L’une des qualités principales du scénario est de parvenir à la fois à se démarquer de La Féline tout en s’inscrivant dans sa continuité. En effet, La Féline décrit avant tout comment une femme immigrée (Irena, incarnée par Simone Simon), au tempérament artistique et tourmenté, ne parvient pas à se conformer aux standards de la société américaine des années 40 ; dès lors, ses singularités deviennent « monstrueuses », se manifestent d’une manière brutale et violente, en partie parce qu’elles sont refoulées et non acceptées. C’est toute l’intelligence et la sensibilité du film de Tourneur, et l’on retrouve ces qualités dans La Malédiction des hommes-chats.
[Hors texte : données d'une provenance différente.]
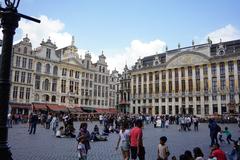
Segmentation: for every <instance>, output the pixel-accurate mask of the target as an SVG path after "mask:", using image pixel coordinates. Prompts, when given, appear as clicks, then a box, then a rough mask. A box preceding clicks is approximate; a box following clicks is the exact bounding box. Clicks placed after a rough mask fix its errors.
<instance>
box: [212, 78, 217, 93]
mask: <svg viewBox="0 0 240 160" xmlns="http://www.w3.org/2000/svg"><path fill="white" fill-rule="evenodd" d="M212 91H213V92H217V78H212Z"/></svg>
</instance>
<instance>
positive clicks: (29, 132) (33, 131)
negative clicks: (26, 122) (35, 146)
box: [29, 112, 38, 134]
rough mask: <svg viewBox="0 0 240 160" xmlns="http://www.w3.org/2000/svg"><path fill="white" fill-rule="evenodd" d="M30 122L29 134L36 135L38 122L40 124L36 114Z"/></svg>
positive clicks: (31, 118) (32, 118) (33, 114)
mask: <svg viewBox="0 0 240 160" xmlns="http://www.w3.org/2000/svg"><path fill="white" fill-rule="evenodd" d="M29 122H30V123H31V127H30V131H29V134H32V133H33V134H35V133H36V128H37V122H38V116H37V114H36V113H35V112H34V113H33V114H32V117H31V119H30V120H29Z"/></svg>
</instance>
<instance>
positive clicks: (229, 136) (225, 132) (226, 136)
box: [223, 127, 235, 144]
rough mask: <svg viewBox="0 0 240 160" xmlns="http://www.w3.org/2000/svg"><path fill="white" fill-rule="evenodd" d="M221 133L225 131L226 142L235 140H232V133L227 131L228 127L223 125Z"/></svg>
mask: <svg viewBox="0 0 240 160" xmlns="http://www.w3.org/2000/svg"><path fill="white" fill-rule="evenodd" d="M223 133H225V135H226V137H227V142H228V144H230V141H232V142H235V141H234V140H232V134H231V132H229V130H228V127H225V131H223Z"/></svg>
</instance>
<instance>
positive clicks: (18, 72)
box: [14, 71, 19, 82]
mask: <svg viewBox="0 0 240 160" xmlns="http://www.w3.org/2000/svg"><path fill="white" fill-rule="evenodd" d="M14 81H15V82H18V81H19V71H15V75H14Z"/></svg>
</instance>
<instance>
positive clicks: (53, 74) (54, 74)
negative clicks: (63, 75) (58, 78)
mask: <svg viewBox="0 0 240 160" xmlns="http://www.w3.org/2000/svg"><path fill="white" fill-rule="evenodd" d="M57 74H58V67H57V66H54V67H53V75H57Z"/></svg>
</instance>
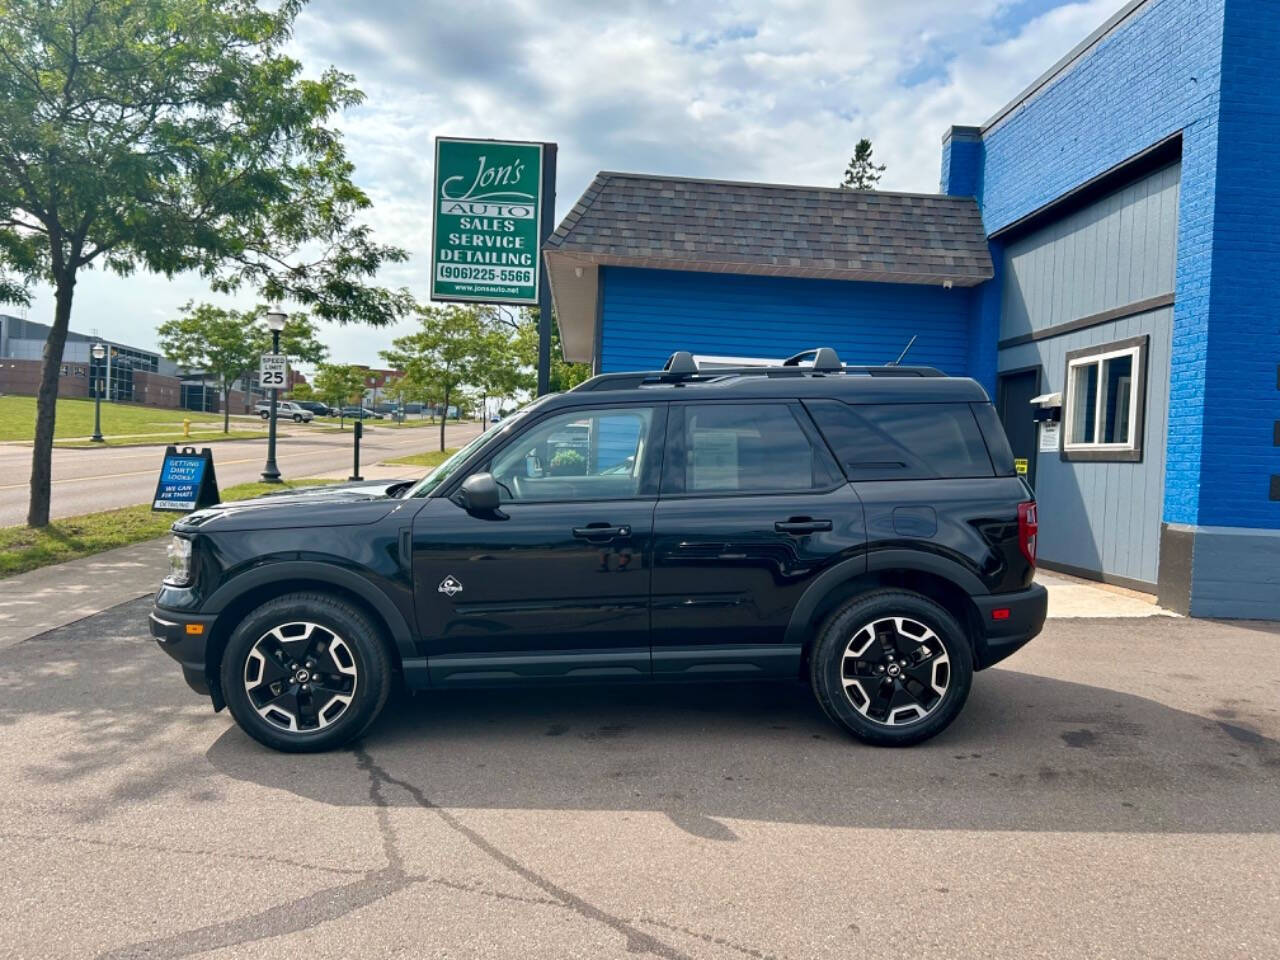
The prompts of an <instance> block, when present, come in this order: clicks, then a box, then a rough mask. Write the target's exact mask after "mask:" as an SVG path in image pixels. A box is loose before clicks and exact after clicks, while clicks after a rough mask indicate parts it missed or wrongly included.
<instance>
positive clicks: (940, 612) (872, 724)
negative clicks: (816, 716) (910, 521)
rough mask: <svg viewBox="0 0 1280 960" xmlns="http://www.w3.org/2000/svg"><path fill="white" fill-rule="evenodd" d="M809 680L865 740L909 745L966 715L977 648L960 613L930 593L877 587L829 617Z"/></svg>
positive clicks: (884, 744) (818, 697)
mask: <svg viewBox="0 0 1280 960" xmlns="http://www.w3.org/2000/svg"><path fill="white" fill-rule="evenodd" d="M890 650H893V652H895V653H896V655H888V652H890ZM859 654H863V655H859ZM809 680H810V684H812V685H813V692H814V695H815V696H817V698H818V703H819V704H820V705H822V708H823V710H826V713H827V716H828V717H831V719H833V721H835V722H836V723H838V724H840V726H842V727H845V730H847V731H849V732H850V733H852V735H854V736H855V737H858V739H859V740H861V741H863V742H864V744H872V745H874V746H910V745H911V744H919V742H922V741H924V740H928V739H929V737H932V736H936V735H937V733H941V732H942V731H943V730H946V728H947V727H948V726H950V724H951V722H952V721H954V719H955V718H956V717H957V716H959V714H960V710H961V709H963V708H964V704H965V700H966V699H968V698H969V689H970V687H972V686H973V650H972V646H970V643H969V637H968V636H966V635H965V631H964V630H963V628H961V627H960V625H959V623H957V622H956V620H955V617H952V616H951V614H950V613H948V612H947V611H946V609H943V608H942V607H941V605H938V604H937V603H934V602H933V600H931V599H929V598H928V596H924V595H922V594H918V593H913V591H910V590H876V591H874V593H869V594H864V595H861V596H856V598H854V599H852V600H850V602H849V603H846V604H844V605H842V607H840V608H838V609H837V611H836V612H835V613H833V614H832V616H831V617H828V618H827V621H826V623H823V626H822V628H820V630H819V634H818V639H817V643H815V644H814V649H813V655H812V657H810V660H809Z"/></svg>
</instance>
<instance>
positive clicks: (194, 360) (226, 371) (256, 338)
mask: <svg viewBox="0 0 1280 960" xmlns="http://www.w3.org/2000/svg"><path fill="white" fill-rule="evenodd" d="M266 310H268V308H266V307H265V306H262V305H259V306H257V307H255V308H253V310H224V308H221V307H215V306H214V305H212V303H201V305H200V306H192V305H191V302H189V301H188V302H187V305H186V306H184V307H182V311H180V314H182V315H180V316H178V317H177V319H174V320H166V321H165V323H163V324H160V326H159V328H157V329H156V335H157V337H159V338H160V349H163V351H164V355H165V356H166V357H169V360H172V361H173V362H174V364H177V365H178V366H180V367H184V369H187V370H193V371H200V372H202V374H210V375H212V376H214V378H215V379H216V380H218V387H219V389H220V390H221V397H223V433H229V431H230V404H229V399H230V393H232V385H233V384H234V383H236V381H237V380H242V379H243V378H246V376H247V375H248V374H251V372H252V371H253V370H256V369H257V361H259V357H260V356H261V355H264V353H269V352H270V351H271V334H270V333H269V332H268V329H266V326H264V324H262V323H261V321H262V317H264V316H266ZM280 352H282V353H284V355H285V356H288V357H291V358H293V360H301V361H302V362H305V364H319V362H320V361H321V360H324V358H325V355H326V353H328V352H329V351H328V349H326V348H325V346H324V344H323V343H320V342H319V340H317V339H316V338H315V329H314V328H312V325H311V321H310V320H308V319H307V317H306V315H298V314H294V315H292V316H289V319H288V320H287V321H285V324H284V330H282V332H280Z"/></svg>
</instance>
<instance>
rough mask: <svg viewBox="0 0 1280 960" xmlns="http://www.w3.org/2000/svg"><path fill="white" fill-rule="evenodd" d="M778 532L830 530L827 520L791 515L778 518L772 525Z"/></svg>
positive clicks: (796, 533)
mask: <svg viewBox="0 0 1280 960" xmlns="http://www.w3.org/2000/svg"><path fill="white" fill-rule="evenodd" d="M773 529H774V530H777V531H778V532H780V534H818V532H823V531H826V530H831V521H829V520H809V517H791V518H790V520H780V521H778V522H777V524H774V525H773Z"/></svg>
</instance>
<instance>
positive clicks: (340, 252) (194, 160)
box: [0, 0, 412, 526]
mask: <svg viewBox="0 0 1280 960" xmlns="http://www.w3.org/2000/svg"><path fill="white" fill-rule="evenodd" d="M302 5H303V0H282V1H280V3H279V5H278V6H275V8H274V9H264V6H260V5H259V3H256V1H255V0H0V280H4V278H8V280H4V283H5V287H4V288H0V294H5V296H9V297H10V298H13V294H15V293H18V294H20V291H18V289H14V287H15V282H20V283H29V282H33V280H47V282H49V283H50V284H51V285H52V287H54V293H55V308H54V323H52V330H51V333H50V335H49V340H47V343H46V347H45V357H44V367H42V376H41V385H40V393H38V401H37V417H36V442H35V451H33V456H32V474H31V507H29V509H28V524H31V525H33V526H42V525H45V524H47V521H49V489H50V488H49V484H50V453H51V448H52V435H54V415H55V399H56V396H58V370H59V366H60V364H61V357H63V347H64V343H65V339H67V329H68V324H69V319H70V312H72V301H73V296H74V288H76V279H77V275H78V273H79V271H81V270H83V269H91V268H99V266H101V268H105V269H109V270H113V271H115V273H118V274H129V273H132V271H134V270H138V269H145V270H150V271H155V273H160V274H164V275H169V276H172V275H174V274H175V273H179V271H183V270H195V271H198V273H200V274H202V275H204V276H206V278H207V279H209V282H210V284H211V287H212V288H214V289H215V291H220V292H223V291H230V289H236V288H238V287H241V285H246V284H247V285H250V287H252V288H255V289H257V291H259V292H260V294H261V296H262V297H264V298H266V300H268V301H271V302H280V301H292V302H294V303H300V305H302V306H303V307H305V308H306V310H308V311H310V314H311V315H312V316H316V317H319V319H324V320H333V321H338V323H367V324H375V325H381V324H387V323H390V321H393V320H394V319H397V317H398V316H401V315H402V314H403V312H406V311H407V310H408V308H410V306H411V302H412V301H411V298H410V296H408V293H407V292H404V291H401V292H393V291H388V289H383V288H380V287H378V285H375V284H374V283H372V279H374V278H375V274H376V271H378V270H379V268H380V266H381V265H383V264H385V262H389V261H398V260H403V259H404V256H406V255H404V252H403V251H401V250H398V248H396V247H390V246H385V244H381V243H378V242H376V241H375V239H374V238H372V236H371V233H370V230H369V227H367V225H365V224H364V223H362V220H361V216H362V214H364V211H365V210H366V209H367V207H369V198H367V196H366V195H365V193H364V192H362V191H361V189H360V188H358V187H356V186H355V183H353V182H352V173H353V169H352V164H351V161H349V160H348V159H347V156H346V151H344V148H343V143H342V138H340V136H339V134H338V132H337V131H335V129H334V128H333V127H332V125H330V122H332V119H333V118H334V116H335V115H337V114H338V113H339V111H342V110H343V109H346V108H348V106H353V105H356V104H358V102H360V101H361V99H362V97H361V93H360V91H358V90H357V88H356V87H355V81H353V78H352V77H351V76H349V74H346V73H340V72H338V70H333V69H329V70H326V72H325V73H323V74H321V76H320V77H305V76H303V73H302V67H301V64H300V63H298V61H297V60H294V59H293V58H291V56H288V55H287V54H285V45H287V44H288V41H289V37H291V33H292V29H293V23H294V20H296V18H297V15H298V12H300V10H301V9H302Z"/></svg>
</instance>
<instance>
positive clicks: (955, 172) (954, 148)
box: [940, 127, 983, 197]
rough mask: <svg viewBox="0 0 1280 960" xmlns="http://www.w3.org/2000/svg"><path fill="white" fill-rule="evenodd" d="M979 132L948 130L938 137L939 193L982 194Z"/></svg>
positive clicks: (980, 148)
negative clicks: (940, 140) (939, 162)
mask: <svg viewBox="0 0 1280 960" xmlns="http://www.w3.org/2000/svg"><path fill="white" fill-rule="evenodd" d="M982 156H983V148H982V131H980V128H978V127H952V128H951V129H950V131H947V136H946V137H943V138H942V182H941V184H940V187H941V191H942V192H943V193H946V195H948V196H952V197H977V196H978V195H979V193H980V192H982Z"/></svg>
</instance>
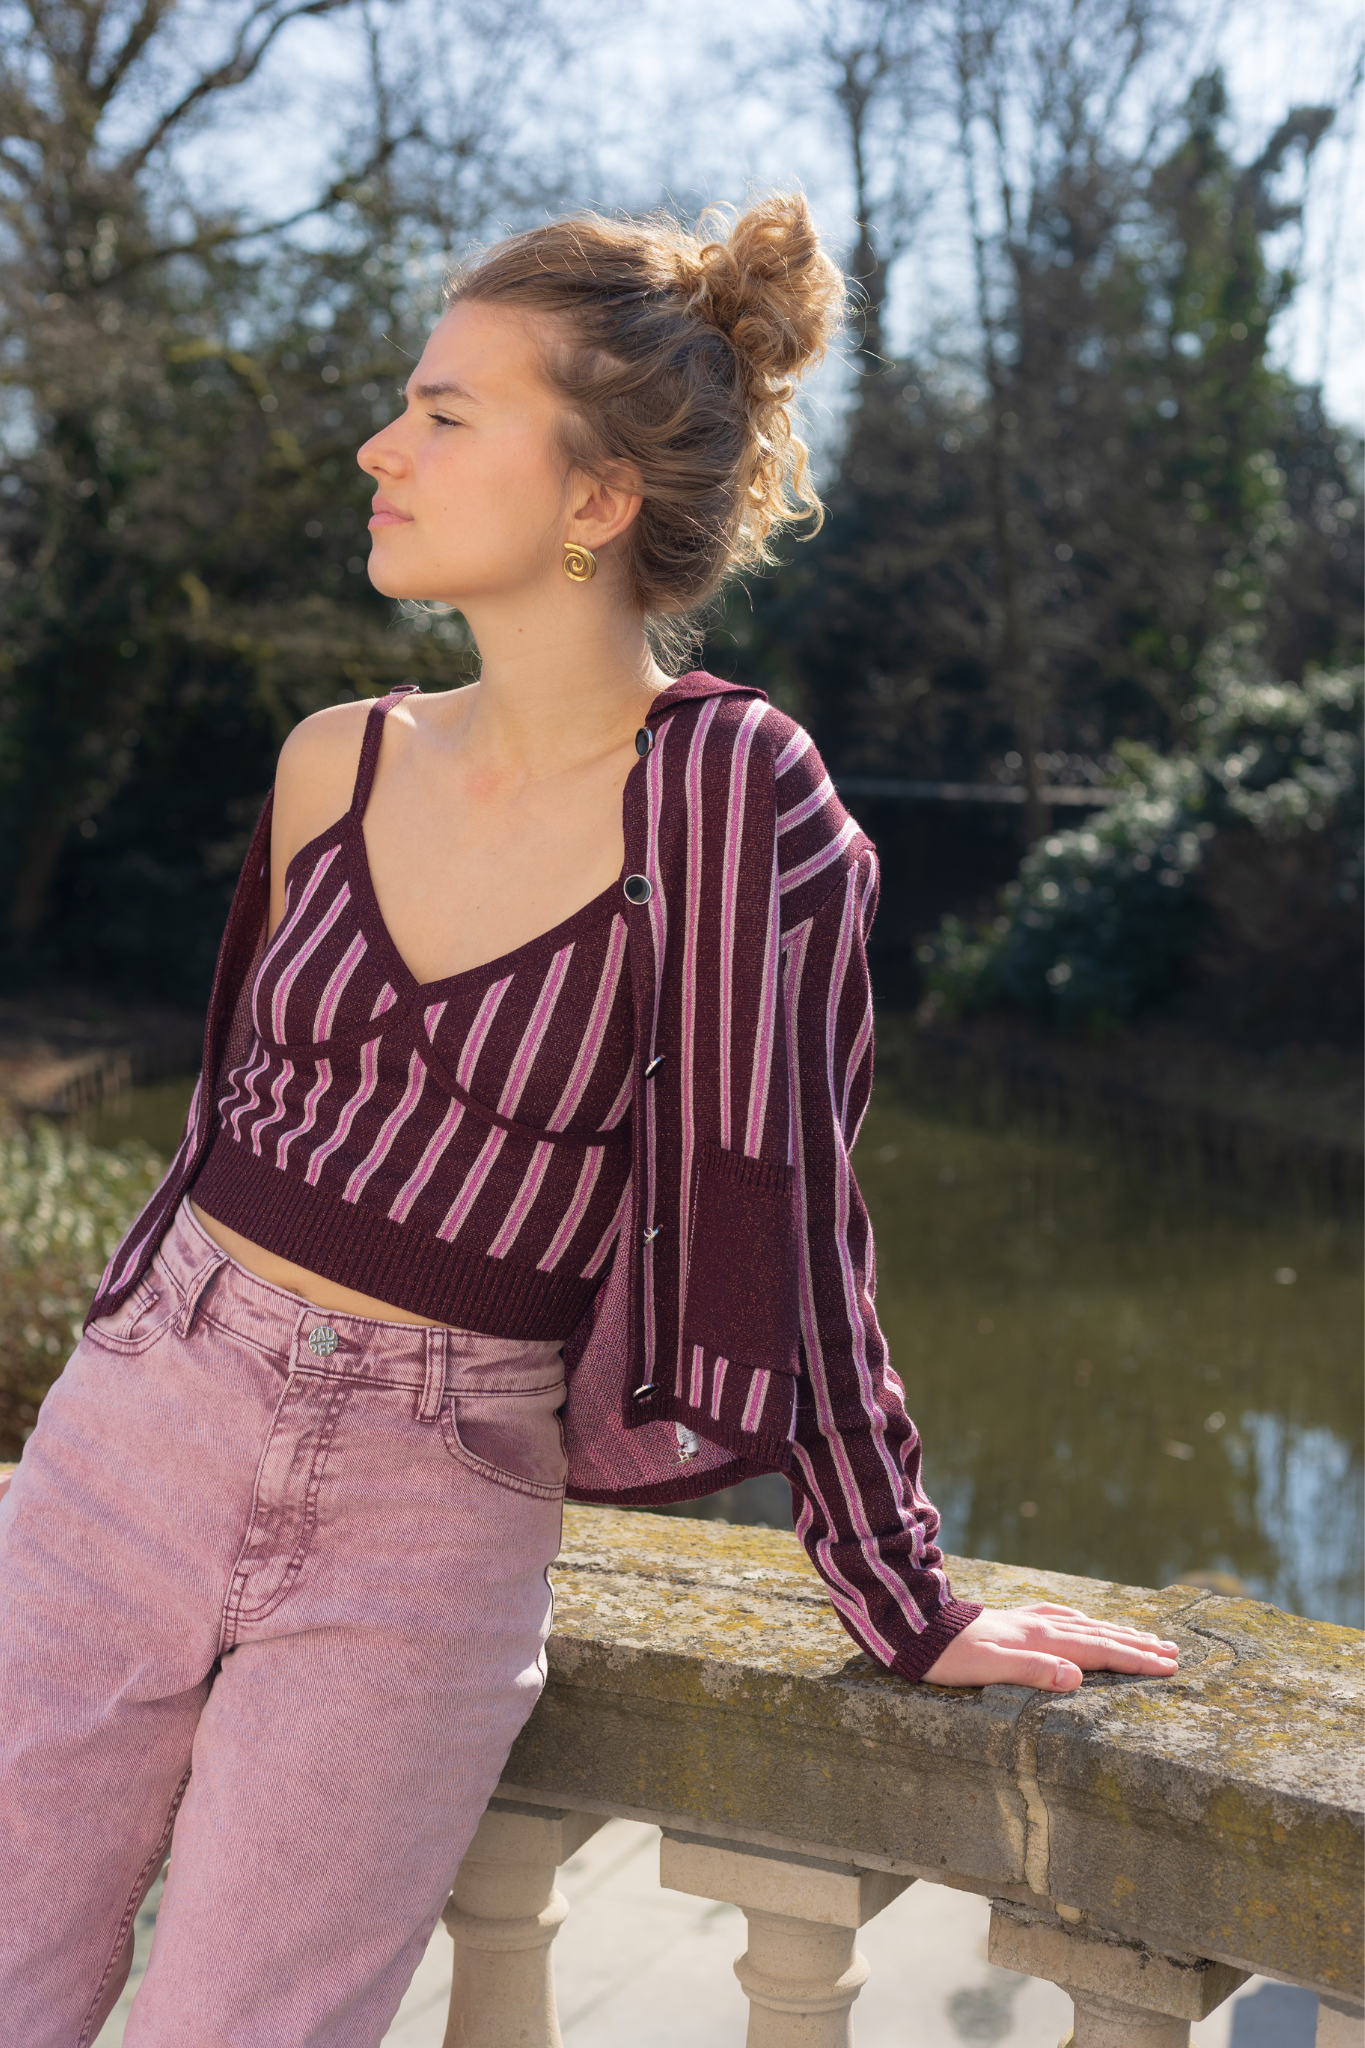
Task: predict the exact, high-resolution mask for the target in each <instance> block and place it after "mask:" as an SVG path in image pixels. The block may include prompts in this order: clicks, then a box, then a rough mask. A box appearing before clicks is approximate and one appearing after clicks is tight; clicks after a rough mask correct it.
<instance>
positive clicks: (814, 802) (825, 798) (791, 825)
mask: <svg viewBox="0 0 1365 2048" xmlns="http://www.w3.org/2000/svg"><path fill="white" fill-rule="evenodd" d="M833 793H835V784H833V782H831V780H829V776H825V780H823V782H817V786H814V788H812V791H810V795H808V797H806V799H804V803H794V805H792V809H790V811H778V838H782V834H784V831H794V829H796V825H804V823H806V819H808V817H814V813H817V811H823V809H825V805H827V803H829V799H831V797H833Z"/></svg>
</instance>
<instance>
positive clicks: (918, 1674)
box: [890, 1595, 984, 1683]
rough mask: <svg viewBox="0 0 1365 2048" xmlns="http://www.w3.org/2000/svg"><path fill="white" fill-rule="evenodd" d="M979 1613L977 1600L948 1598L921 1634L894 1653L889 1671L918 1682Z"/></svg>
mask: <svg viewBox="0 0 1365 2048" xmlns="http://www.w3.org/2000/svg"><path fill="white" fill-rule="evenodd" d="M982 1612H984V1608H982V1604H980V1602H978V1599H956V1597H952V1595H950V1597H948V1599H945V1602H943V1606H941V1608H935V1612H933V1618H931V1620H929V1624H927V1626H925V1630H923V1634H919V1636H915V1640H913V1642H907V1647H905V1649H902V1651H898V1653H896V1657H894V1659H892V1663H890V1669H892V1671H894V1673H896V1677H909V1679H913V1681H915V1683H919V1679H921V1677H923V1675H925V1671H929V1669H931V1667H933V1665H935V1663H937V1661H939V1657H941V1655H943V1651H945V1649H948V1645H950V1642H952V1640H954V1636H960V1634H962V1630H964V1628H966V1624H968V1622H974V1620H976V1616H978V1614H982Z"/></svg>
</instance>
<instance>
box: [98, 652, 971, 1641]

Le personnage d’Oliver (Kent Smith) représente à nouveau le citoyen modèle qui cherche par tous les moyens à ce que sa fille Amy (Ann Carter) se comporte comme les autres enfants de son âge, de même qu’il voulait, dans La Féline, qu’Irena soit une épouse comme les autres (même si, et c’est toute l’ambiguïté de ce personnage en apparence simpliste, il se sentait attiré par son mystère et sa différence). Amy (très bien interprétée par la jeune Ann Carter) est de son côté une enfant rêveuse, fascinée par le mystère, l’imaginaire et l’invisible.
On retrouve donc ici la même logique d’opposition que dans La Féline, avec d’un côté une société obsédée par une forme de « normalité » et de matérialisme, et de l’autre, des individus qui ne se reconnaissent pas dans ces codes réducteurs, laissant peu de place à l’inspiration artistique et au développement personnel. La différence est bien entendu que La Féline dresse le portrait d’une femme, tandis que La Malédiction des hommes chats aborde la question de la psychologie enfantine, d’une manière plutôt éclairée.
On relèvera notamment la scène où une enseignante tente, avec succès, de faire comprendre à Oliver que l’attitude de sa fille n’a rien de pathologique ou de condamnable, et que l’imaginaire, chez l’enfant, est non seulement une réaction naturelle face à la solitude, mais aussi une manière de se construire et de se développer. Entièrement focalisé sur cette thématique, le scénario de DeWitt Bodeen ne sacrifie jamais au spectaculaire et à la surenchère ; il est au contraire d’une grande sobriété, s’efforçant de bout en bout de dresser le portrait d’une petite fille mal comprise, et de proposer une réflexion pertinente sur notre rapport à l’imaginaire et à l’invisible.
Le fantastique, dans La Féline et La Malédiction des hommes-chats, n’est donc pas utilisé comme un banal ressort pour faire frisonner le spectateur : il véhicule un discours, propose une vision du monde et des êtres et articule même une forme, subtile, de critique sociale, doublée d’une ode à la différence et à l’imagination. Et même si La Malédiction des hommes-chat n’est pas aussi impressionnant que son prédécesseur, sa vision procure une expérience aussi agréable qu’intéressante.
La Malédiction des hommes chats transpose délicatement les thématiques de La Féline dans l'univers de l'enfance, intimement lié à l'imaginaire et au fantastique. Le résultat est un film sobre, sensible et cohérent, qui a été utilisé à plusieurs reprises comme support à des cours de psychologie aux États-Unis (lire The Curse of the Cat People sur Wikipédia).